Unfortunately, there is one major problem: That’s the wrong unemployment rate.

Click over to the Bureau of Labor Statistics, open a newspaper (remember them?), or stay right here on my blog – all of them will tell you that the unemployment rate in June was 9.5% not 9.7%.

That may not seem like a big difference, but the principle is huge: if Google wants to be a data provider, it would be nice if the data are correct.

So what’s going on here? Well, the answer is a bit technical, but it boils down to the phrase “not seasonally adjusted.” See that on the chart? Google is reporting, absolutely correctly, the unemployment rate in its not-seasonally-adjusted form. However, economists, policymakers, and the punditocracy all focus on the seasonally-adjusted unemployment rate, which came in at 9.5%.

The reason for seasonal adjustment is simple: unemployment rises and falls at certain points during the year because of seasonal hiring patterns. If you want to discern how the economy is doing, it makes sense to strip out those seasonal variations. That’s what happens in virtually all economic data. (There are situations in which you might be interested in the unadjusted data. If you run the agency that pays unemployment insurance, for example, your monthly spending will depend on the unadjusted data. But those cases are very rare.)

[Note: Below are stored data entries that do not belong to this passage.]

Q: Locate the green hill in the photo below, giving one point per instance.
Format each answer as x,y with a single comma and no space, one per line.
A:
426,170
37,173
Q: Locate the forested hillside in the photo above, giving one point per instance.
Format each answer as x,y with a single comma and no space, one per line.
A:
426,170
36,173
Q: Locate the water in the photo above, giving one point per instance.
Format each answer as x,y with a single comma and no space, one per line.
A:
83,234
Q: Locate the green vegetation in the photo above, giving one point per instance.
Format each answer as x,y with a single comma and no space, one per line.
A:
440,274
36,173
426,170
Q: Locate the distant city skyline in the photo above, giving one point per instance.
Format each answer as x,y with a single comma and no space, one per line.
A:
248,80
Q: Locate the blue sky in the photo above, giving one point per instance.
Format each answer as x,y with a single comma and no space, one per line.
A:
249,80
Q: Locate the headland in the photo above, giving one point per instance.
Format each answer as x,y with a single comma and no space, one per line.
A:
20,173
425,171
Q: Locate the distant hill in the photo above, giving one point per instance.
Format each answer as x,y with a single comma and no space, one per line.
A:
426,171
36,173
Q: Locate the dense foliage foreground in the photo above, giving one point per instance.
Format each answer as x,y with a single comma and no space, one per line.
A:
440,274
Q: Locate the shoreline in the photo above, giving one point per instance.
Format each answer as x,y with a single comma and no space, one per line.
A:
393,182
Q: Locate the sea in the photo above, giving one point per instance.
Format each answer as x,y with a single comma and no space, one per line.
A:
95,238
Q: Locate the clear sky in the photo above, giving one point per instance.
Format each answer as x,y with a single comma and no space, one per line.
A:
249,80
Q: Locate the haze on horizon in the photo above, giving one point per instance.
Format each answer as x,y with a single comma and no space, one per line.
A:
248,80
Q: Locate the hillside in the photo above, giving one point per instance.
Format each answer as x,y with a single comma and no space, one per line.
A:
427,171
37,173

My point here is not that Google goofed. It did, and it should switch to the seasonally-adjusted data as soon as possible. But that’s not the moral.

The moral is that data rarely speak for themselves. There’s almost always some folklore, known to initiates, about how data should and should not be used. As the web transforms the availability and use of data, it’s essential that the folklore be democratized as much as the raw data themselves.

How should that work in this case? Well, I would recommend that Google default users into the seasonally-adjusted data, since that’s what the vast majority of users will want. Most of those users never need to learn about seasonal adjustment. But Google should also allow users to access (”opt-into”, if you will) the non-seasonally-adjusted data, as long as they are also presented with something like the paragraph above on the rationale for seasonal adjustment. Viola, democratized data and democratized folklore.

P.S. Of course, there’s lots more folklore about the unemployment rate (U3 vs. U6, for example). More on that in the future.